“Bad crowd out there.”
I was listening to Jocko Willink’s appearance on James Altucher’s podcast and enjoyed a small interaction at the end. They’re cut a little short because of the studio schedule, and James jokes that it’s the producer’s fault that he didn’t schedule enough time for it.
Jocko calls him out. You should’ve done a better job communicating how much time you’d need.

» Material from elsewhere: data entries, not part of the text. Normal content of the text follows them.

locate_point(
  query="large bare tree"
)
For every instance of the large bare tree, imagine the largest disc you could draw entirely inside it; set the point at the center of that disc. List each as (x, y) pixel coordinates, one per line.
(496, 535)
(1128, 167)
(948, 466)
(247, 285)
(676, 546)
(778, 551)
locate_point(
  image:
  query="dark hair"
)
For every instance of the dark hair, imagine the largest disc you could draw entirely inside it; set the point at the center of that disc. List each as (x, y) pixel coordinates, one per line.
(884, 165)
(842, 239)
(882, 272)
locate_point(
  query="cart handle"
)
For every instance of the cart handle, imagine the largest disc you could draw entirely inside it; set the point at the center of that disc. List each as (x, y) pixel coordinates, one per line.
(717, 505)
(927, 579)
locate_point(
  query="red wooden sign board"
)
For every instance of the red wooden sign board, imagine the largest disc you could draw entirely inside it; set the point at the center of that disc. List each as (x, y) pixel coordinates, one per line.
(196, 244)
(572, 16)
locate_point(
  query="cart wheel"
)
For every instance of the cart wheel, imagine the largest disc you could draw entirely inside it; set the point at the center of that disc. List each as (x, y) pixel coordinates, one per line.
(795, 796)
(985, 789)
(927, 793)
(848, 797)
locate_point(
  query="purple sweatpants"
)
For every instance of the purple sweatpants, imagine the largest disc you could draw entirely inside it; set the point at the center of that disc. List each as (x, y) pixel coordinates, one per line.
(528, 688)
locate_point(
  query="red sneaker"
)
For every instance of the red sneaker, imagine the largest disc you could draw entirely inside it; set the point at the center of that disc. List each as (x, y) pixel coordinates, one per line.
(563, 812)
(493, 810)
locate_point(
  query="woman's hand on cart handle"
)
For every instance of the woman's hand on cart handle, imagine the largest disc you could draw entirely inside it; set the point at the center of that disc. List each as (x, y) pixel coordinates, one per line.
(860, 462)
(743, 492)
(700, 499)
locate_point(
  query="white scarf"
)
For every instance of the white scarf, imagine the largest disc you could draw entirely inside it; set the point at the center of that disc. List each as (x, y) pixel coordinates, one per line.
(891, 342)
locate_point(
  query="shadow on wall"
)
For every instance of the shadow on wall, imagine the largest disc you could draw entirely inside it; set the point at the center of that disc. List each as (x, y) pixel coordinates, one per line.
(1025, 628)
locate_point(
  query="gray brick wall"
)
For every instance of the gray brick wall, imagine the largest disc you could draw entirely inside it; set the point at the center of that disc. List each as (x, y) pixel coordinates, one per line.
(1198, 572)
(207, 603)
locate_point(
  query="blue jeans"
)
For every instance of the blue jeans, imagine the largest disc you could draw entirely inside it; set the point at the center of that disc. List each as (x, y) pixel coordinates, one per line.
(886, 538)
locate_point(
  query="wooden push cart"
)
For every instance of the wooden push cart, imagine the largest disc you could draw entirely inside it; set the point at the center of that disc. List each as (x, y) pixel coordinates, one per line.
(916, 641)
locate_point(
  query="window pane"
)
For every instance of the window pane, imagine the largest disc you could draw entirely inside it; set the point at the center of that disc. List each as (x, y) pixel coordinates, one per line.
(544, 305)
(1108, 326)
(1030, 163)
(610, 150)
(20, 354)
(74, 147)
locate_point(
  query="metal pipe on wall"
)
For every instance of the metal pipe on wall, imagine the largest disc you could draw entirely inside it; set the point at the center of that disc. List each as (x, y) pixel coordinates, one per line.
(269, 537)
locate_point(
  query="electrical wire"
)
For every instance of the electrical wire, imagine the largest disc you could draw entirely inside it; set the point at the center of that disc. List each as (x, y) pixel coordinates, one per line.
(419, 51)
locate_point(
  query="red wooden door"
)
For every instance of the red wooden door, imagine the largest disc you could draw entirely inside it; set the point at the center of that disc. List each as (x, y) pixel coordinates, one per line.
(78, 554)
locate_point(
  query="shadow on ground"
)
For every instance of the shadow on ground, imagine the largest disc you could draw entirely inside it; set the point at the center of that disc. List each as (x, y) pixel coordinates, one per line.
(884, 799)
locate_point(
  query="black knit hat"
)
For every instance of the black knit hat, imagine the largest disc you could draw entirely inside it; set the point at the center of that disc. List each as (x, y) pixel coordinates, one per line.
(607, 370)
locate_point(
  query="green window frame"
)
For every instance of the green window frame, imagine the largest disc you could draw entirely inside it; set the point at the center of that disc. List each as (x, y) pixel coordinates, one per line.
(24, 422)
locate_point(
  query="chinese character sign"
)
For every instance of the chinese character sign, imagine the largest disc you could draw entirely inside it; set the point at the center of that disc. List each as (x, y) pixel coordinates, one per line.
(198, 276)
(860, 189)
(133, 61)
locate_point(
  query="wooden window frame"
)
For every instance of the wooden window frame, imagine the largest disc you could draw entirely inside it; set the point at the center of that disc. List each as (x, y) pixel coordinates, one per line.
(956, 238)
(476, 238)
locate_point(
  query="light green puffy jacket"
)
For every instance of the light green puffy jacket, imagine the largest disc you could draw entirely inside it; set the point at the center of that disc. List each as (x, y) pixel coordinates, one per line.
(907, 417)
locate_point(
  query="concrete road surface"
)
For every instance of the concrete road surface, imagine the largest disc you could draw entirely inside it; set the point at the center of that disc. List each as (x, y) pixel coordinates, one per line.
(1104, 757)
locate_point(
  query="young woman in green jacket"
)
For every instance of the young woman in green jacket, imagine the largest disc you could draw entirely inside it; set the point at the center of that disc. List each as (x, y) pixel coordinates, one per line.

Jocko’s all about claiming responsibility for mistakes. His first book was “Extreme Ownership”. Tim Ferriss often brings up Jocko’s technique of replying “Good.” to bad situations. Not to create false silver lining, but to get your mind thinking about what you learned from this particular failure.
From Tools of Titans:
“Now. I don’t mean to say something clichéd. I’m not trying to sound like Mr. Smiley Positive Guy. That guy ignores the hard truth. That guy thinks a positive attitude will solve problems. It won’t. But neither will dwelling on the problem. No. Accept reality, but focus on the solution.”
I like that Altucher isn’t defensive. In fact, he seems to enjoy whenever he’s called out on something so that he can improve. Then he relates it to stand-up comedians. (Seems like Altucher’s been immersing himself in the stand-up comedy world with all the comedians he’s had on as guests recently.)
They’ll often come back from the stage and talk about how bad the crowd is.
It might be. Some crowds are better or worse for different people.
Still, it’s useful to take ownership over it if you want to improve.
Bad crowd. Good. You’re a live performer so now you can practice switching on the fly, trying a new bit, and seeing if any part of it has wide appeal.
Or you can go through your set as usual and blame the crowd again. Which one would help you improve?
Let’s say you’re a writer and someone leaves a bad comment. You start typing, “You’ve totally missed the point…”
Did they? Did you make it clear enough in the first place?
Take ownership. Don’t blame the audience.
(But if you didn’t like this then you’re a bad reader!!!!!!!!!!!!!!!!!!!!)